0
votes

I have an Azure Data Factory with a pipeline that I'm using to pick up data from an on-premise database and copy to CosmosDB in the cloud. I'm using a data flow step at the end to delete documents that don't exist in the source from the sink.

I have 3 integration runtimes set up:

  • AutoResolveIntegrationRuntime (default set up by Azure)
  • Self hosted integration runtime (I set this up to connect to the on-premise database so it's used by the source dataset)

enter image description here

  • Data flow integration runtime (I set this up to be used by the data flow step with a TTL setting)
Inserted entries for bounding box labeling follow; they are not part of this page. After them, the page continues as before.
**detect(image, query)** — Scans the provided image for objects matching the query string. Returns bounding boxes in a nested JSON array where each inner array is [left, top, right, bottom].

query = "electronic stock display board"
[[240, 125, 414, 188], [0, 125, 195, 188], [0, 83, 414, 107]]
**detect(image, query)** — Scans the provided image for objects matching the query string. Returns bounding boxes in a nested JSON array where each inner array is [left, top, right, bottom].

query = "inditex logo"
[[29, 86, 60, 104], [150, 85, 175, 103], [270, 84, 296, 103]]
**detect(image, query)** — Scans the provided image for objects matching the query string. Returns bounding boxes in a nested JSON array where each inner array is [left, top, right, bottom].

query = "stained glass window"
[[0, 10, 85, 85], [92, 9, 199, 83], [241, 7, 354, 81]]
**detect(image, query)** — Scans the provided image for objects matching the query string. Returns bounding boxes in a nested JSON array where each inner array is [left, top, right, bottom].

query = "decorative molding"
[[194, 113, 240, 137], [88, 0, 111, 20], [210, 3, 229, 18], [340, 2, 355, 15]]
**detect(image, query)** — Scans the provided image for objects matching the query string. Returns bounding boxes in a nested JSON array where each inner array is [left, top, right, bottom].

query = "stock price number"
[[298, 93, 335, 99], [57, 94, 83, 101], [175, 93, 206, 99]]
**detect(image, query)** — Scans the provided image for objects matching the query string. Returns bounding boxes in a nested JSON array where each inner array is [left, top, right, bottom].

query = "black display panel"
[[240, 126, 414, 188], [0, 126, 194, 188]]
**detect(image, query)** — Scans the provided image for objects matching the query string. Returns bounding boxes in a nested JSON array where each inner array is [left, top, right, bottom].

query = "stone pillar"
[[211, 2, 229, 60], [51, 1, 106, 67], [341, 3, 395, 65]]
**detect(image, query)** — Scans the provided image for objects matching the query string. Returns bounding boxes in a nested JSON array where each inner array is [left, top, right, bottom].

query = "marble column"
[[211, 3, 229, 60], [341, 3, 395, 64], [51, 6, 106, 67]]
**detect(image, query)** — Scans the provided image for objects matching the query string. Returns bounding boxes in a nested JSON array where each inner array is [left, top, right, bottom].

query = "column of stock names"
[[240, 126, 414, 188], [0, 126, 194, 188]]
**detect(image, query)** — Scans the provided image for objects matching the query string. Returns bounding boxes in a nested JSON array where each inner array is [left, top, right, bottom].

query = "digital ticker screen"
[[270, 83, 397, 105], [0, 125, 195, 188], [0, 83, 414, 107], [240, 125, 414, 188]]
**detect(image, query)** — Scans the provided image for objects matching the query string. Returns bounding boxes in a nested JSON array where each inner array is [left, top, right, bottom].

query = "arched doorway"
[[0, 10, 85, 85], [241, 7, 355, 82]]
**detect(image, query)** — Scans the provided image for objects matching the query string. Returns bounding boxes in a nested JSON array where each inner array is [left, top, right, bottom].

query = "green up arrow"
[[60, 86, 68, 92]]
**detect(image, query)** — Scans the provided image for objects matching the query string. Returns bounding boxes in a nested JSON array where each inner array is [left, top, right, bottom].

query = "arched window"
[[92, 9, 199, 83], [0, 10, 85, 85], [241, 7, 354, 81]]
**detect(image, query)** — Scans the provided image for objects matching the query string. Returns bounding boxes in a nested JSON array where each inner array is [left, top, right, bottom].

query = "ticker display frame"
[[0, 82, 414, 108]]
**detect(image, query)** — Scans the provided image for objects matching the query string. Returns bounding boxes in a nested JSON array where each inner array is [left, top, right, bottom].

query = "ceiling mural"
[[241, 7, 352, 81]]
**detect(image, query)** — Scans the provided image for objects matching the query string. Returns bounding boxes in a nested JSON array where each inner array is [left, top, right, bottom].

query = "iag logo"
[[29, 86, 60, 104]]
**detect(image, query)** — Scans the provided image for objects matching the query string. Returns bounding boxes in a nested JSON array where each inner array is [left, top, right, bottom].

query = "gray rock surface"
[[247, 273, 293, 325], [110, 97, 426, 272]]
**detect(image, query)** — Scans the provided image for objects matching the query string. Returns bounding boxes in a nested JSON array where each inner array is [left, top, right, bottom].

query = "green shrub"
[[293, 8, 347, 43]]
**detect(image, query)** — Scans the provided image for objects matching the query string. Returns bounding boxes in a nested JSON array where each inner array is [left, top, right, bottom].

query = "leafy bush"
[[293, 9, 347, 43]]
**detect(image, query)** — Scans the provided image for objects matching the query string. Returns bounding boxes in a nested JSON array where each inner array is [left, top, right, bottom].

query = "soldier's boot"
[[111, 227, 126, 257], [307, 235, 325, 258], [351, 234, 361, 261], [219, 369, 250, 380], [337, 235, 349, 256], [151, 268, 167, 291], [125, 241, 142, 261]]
enter image description here

The issue I'm seeing is when I trigger the pipeline the AutoResolveIntegrationRuntime is the one being used so I'm not getting the optimisation that I need from the Data flow integration runtime with the TTL. Any thoughts on what might be going wrong here?

1
Hi @HEIdursi, If my answer is helpful for you, hope you can accept it as answer( click on the check mark beside the answer to toggle it from greyed out to filled in.). This can be beneficial to other community members. Thank you.Leon Yue

1 Answers

0
votes

Per my experience, only the AutoResolveIntegrationRuntime (default set up by Azure) supports the optimization: enter image description here

When we choose the data flow run on non-default integration, there isn't the optimization: enter image description here

And once the integration runtime created, we also couldn't change the settings: enter image description here

Data Factory documents didn't talk more about this. When I run the pipeline, I found that the dataflowruntime won't work: enter image description here

That means that no matter which integration runtime you used to connect to the dataset, data low will always use the Azure Default integration runtime.